Senatore Quagliariello, cosa rimane di Tangentopoli a distanza di vent’anni?
Penso sinceramente che l’importanza storica di Tangentopoli sia stata sopravvalutata. In realtà vera struttura del sistema della Prima Repubblica era costituita dalla guerra fredda che consentiva a un sistema non più rispondente alle esigenze politiche, economiche e sociali di restare in piedi. I cosiddetti partiti di integrazione sociale, che inglobavano l’individuo in una sorta di contro-società, hanno rappresentato la forma di partitocrazia organizzata più sofisticata che ci sia stata in Europa. Nel resto del continente essi iniziarono a declinare già negli anni ’50. In Italia, invece, proprio negli anni ’70 attraverso l’istituzionalizzazione del metodo consociativo, i partiti di integrazione sociale avevano vissuto la loro stagione d’oro dal punto di vista sistemico allargando la loro influenza sulla società piuttosto che limitarla. L’Italia andava quindi in controtendenza. Che cosa è accaduto? L’allargamento dell’influenza ha raggiunto dimensioni tali che alla fine i partiti non hanno più controllato il processo, finendo così per essere colonizzati al loro interno da piccole o grandi lobby e da potentati. Questa dinamica ha riguardato tutti i grandi partiti tranne il Pci, dove il vecchio centralismo democratico ha retto abbastanza bene. Quando il fattore “K” – così lo ha definito Ronchey riferendosi all’equilibrio causato dalla guerra fredda – è venuto meno, il sistema non ha retto perché non aveva più basi. Tangentopoli è stata l’occasione, non la causa scatenante. E andrebbe inoltre vista in una dimensione comparativa europea: il rapporto tra politica e corruzione dopo la fine della guerra fredda era infatti cambiato ed alcune pratiche fino ad allora tollerate perché assorbite da uno scontro maggiore, da quel momento in poi non sono state più consentite. Quelle che in Germania, con lo scandalo che riguardò Kholl, in Spagna con Gonzales, e in Francia furono scosse di assestamento del sistema, in Italia furono invece l’occasione per il crollo generale perché evidentemente, le basi del sistema non c’erano più.
Fu una rivoluzione culturale o un golpe giudiziario?

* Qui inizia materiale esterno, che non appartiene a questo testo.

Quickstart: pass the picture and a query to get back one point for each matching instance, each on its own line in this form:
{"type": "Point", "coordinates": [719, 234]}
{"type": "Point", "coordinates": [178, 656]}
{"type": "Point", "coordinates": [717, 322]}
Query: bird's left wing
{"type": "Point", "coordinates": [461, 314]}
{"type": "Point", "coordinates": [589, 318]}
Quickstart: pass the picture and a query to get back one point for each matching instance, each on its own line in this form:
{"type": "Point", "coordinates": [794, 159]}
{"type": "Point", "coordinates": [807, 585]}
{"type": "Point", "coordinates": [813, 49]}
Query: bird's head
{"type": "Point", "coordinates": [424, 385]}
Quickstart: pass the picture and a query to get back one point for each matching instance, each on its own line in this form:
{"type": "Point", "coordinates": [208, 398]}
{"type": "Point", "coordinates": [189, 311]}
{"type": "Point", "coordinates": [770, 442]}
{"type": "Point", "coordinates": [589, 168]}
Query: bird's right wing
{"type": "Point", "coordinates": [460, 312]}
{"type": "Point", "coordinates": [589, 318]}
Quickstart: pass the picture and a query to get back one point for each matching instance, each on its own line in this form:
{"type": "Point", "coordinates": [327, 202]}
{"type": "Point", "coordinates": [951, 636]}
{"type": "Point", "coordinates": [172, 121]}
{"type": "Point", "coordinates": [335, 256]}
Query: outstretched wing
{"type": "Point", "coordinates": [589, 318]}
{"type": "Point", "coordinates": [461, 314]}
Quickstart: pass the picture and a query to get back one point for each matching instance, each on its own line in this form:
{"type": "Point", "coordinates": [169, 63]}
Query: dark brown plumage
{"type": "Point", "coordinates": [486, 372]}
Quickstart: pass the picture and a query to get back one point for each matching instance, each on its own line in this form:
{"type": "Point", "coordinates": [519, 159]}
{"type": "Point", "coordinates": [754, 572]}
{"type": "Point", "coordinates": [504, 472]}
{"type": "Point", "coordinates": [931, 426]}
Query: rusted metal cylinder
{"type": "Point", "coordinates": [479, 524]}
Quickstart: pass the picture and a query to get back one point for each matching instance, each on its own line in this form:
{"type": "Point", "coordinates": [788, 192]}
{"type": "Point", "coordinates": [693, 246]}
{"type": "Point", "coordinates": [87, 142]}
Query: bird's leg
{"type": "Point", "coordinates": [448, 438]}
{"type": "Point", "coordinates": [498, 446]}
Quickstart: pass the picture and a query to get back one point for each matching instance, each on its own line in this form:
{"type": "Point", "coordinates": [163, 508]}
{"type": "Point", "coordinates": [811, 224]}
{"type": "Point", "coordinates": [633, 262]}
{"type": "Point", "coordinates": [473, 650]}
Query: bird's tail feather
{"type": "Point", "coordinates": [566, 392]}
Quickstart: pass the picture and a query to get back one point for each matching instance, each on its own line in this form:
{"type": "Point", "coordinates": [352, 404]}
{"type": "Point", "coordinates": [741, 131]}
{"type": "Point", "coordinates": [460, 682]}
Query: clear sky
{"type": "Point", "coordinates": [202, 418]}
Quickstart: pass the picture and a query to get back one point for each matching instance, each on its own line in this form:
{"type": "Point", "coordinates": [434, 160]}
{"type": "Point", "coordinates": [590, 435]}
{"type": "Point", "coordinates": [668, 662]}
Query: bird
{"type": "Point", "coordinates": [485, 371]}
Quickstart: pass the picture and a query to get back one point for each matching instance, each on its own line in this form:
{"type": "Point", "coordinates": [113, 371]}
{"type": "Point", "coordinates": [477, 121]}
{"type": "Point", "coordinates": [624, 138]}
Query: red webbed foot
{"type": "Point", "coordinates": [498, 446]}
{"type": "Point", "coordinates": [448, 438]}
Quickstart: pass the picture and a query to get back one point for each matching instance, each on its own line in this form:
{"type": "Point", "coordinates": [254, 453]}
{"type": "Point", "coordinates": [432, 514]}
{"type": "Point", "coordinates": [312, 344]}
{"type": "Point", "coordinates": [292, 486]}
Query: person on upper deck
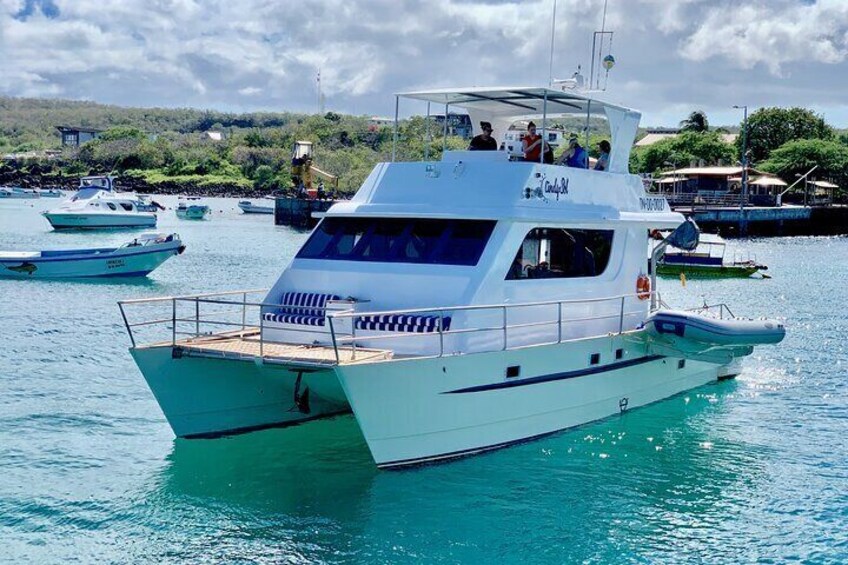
{"type": "Point", "coordinates": [531, 144]}
{"type": "Point", "coordinates": [574, 156]}
{"type": "Point", "coordinates": [603, 158]}
{"type": "Point", "coordinates": [484, 141]}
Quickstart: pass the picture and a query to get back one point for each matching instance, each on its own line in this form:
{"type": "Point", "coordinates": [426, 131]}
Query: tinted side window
{"type": "Point", "coordinates": [550, 253]}
{"type": "Point", "coordinates": [399, 240]}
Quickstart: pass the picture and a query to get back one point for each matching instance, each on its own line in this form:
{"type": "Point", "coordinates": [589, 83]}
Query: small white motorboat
{"type": "Point", "coordinates": [706, 334]}
{"type": "Point", "coordinates": [192, 211]}
{"type": "Point", "coordinates": [265, 206]}
{"type": "Point", "coordinates": [133, 259]}
{"type": "Point", "coordinates": [16, 192]}
{"type": "Point", "coordinates": [97, 205]}
{"type": "Point", "coordinates": [51, 193]}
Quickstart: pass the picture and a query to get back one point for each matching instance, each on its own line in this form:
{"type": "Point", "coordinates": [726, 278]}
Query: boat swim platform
{"type": "Point", "coordinates": [243, 346]}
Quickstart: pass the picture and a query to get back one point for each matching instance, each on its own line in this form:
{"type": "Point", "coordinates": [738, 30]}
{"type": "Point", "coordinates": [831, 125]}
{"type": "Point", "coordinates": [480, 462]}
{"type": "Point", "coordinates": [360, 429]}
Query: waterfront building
{"type": "Point", "coordinates": [74, 136]}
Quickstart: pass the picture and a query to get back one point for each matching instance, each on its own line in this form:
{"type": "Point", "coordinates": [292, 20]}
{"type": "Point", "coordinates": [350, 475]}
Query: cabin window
{"type": "Point", "coordinates": [557, 253]}
{"type": "Point", "coordinates": [399, 240]}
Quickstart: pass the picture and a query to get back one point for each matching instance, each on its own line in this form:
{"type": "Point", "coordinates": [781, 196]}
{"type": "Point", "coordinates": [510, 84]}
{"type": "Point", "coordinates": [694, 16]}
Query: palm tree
{"type": "Point", "coordinates": [697, 122]}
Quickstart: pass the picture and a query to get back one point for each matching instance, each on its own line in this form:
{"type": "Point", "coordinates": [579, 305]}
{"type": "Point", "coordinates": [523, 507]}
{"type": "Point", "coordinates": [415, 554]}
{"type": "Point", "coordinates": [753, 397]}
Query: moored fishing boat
{"type": "Point", "coordinates": [96, 205]}
{"type": "Point", "coordinates": [136, 258]}
{"type": "Point", "coordinates": [17, 193]}
{"type": "Point", "coordinates": [264, 206]}
{"type": "Point", "coordinates": [708, 260]}
{"type": "Point", "coordinates": [454, 306]}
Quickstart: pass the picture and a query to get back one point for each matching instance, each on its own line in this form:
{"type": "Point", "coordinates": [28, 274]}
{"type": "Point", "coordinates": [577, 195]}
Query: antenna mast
{"type": "Point", "coordinates": [553, 37]}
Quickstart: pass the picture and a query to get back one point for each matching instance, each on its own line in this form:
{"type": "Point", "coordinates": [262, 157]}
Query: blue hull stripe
{"type": "Point", "coordinates": [558, 376]}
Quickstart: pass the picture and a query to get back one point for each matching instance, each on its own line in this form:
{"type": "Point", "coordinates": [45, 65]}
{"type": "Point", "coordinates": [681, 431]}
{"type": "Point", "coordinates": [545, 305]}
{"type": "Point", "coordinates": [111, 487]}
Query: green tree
{"type": "Point", "coordinates": [799, 156]}
{"type": "Point", "coordinates": [680, 150]}
{"type": "Point", "coordinates": [263, 178]}
{"type": "Point", "coordinates": [770, 128]}
{"type": "Point", "coordinates": [696, 122]}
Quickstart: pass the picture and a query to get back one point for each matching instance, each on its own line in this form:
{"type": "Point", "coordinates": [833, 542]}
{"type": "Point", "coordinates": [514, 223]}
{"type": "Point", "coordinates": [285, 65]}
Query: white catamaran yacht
{"type": "Point", "coordinates": [97, 205]}
{"type": "Point", "coordinates": [455, 306]}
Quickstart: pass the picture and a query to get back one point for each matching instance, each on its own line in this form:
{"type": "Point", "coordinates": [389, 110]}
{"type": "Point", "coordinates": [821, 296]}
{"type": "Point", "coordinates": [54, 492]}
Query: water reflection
{"type": "Point", "coordinates": [650, 472]}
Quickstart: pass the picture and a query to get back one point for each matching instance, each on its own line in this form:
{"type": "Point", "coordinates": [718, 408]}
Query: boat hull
{"type": "Point", "coordinates": [208, 397]}
{"type": "Point", "coordinates": [417, 411]}
{"type": "Point", "coordinates": [100, 221]}
{"type": "Point", "coordinates": [704, 271]}
{"type": "Point", "coordinates": [255, 209]}
{"type": "Point", "coordinates": [193, 213]}
{"type": "Point", "coordinates": [123, 262]}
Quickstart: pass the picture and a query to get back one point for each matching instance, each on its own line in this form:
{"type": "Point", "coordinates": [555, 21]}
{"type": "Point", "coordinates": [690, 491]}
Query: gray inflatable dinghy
{"type": "Point", "coordinates": [680, 326]}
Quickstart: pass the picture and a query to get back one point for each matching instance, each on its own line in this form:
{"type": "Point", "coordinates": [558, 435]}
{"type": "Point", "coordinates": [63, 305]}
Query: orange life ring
{"type": "Point", "coordinates": [643, 287]}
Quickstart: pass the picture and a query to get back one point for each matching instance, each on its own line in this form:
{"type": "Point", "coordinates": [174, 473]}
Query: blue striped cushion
{"type": "Point", "coordinates": [294, 319]}
{"type": "Point", "coordinates": [402, 323]}
{"type": "Point", "coordinates": [305, 303]}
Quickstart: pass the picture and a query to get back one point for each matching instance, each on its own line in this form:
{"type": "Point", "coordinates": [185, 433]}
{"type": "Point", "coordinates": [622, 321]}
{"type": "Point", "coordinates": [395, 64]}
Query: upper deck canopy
{"type": "Point", "coordinates": [504, 105]}
{"type": "Point", "coordinates": [515, 101]}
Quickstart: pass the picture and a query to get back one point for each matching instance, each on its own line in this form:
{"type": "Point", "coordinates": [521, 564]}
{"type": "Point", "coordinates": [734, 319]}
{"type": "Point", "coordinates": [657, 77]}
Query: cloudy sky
{"type": "Point", "coordinates": [672, 56]}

Dire che fu una rivoluzione è ridicolo, perché la vera rivoluzione fu quella del 1989. Solo che in Italia il Pci, che nel frattempo aveva cambiato nome, cercò di egemonizzare perfino il suo fallimento storico. Quanto all’ipotesi che si sia trattato di un golpe giudiziario, è evidente che il finanziamento della politica era in gran parte illecito: sotto quest’aspetto vale quanto disse Craxi in Parlamento, cioè che il fenomeno riguardava tutti i partiti; ed è altrettanto evidente che fosse necessario voltare pagina. Una forzatura giudiziaria cercava di utilizzare questa situazione per determinare un esito paradossale: dopo aver eliminato con un’amnistia il problema dei finanziamenti esteri, si voleva trasformare la fine dell’equilibrio bipolare e la fine del comunismo nell’occasione per dare vita a un’egemonia definitiva della sinistra sul sistema della politica italiana. Gli sconfitti della storia, con l’utilizzo strumentale di Tangentopoli, volevano diventare vincitori. Si è tentato un ribaltone storico.
Ha mai creduto a una regia occulta?
No. Non ho mai nemmeno creduto al complotto.
E’ indubbio comunque che senza Tangentopoli forse non sarebbe mai iniziata l’era berlusconiana…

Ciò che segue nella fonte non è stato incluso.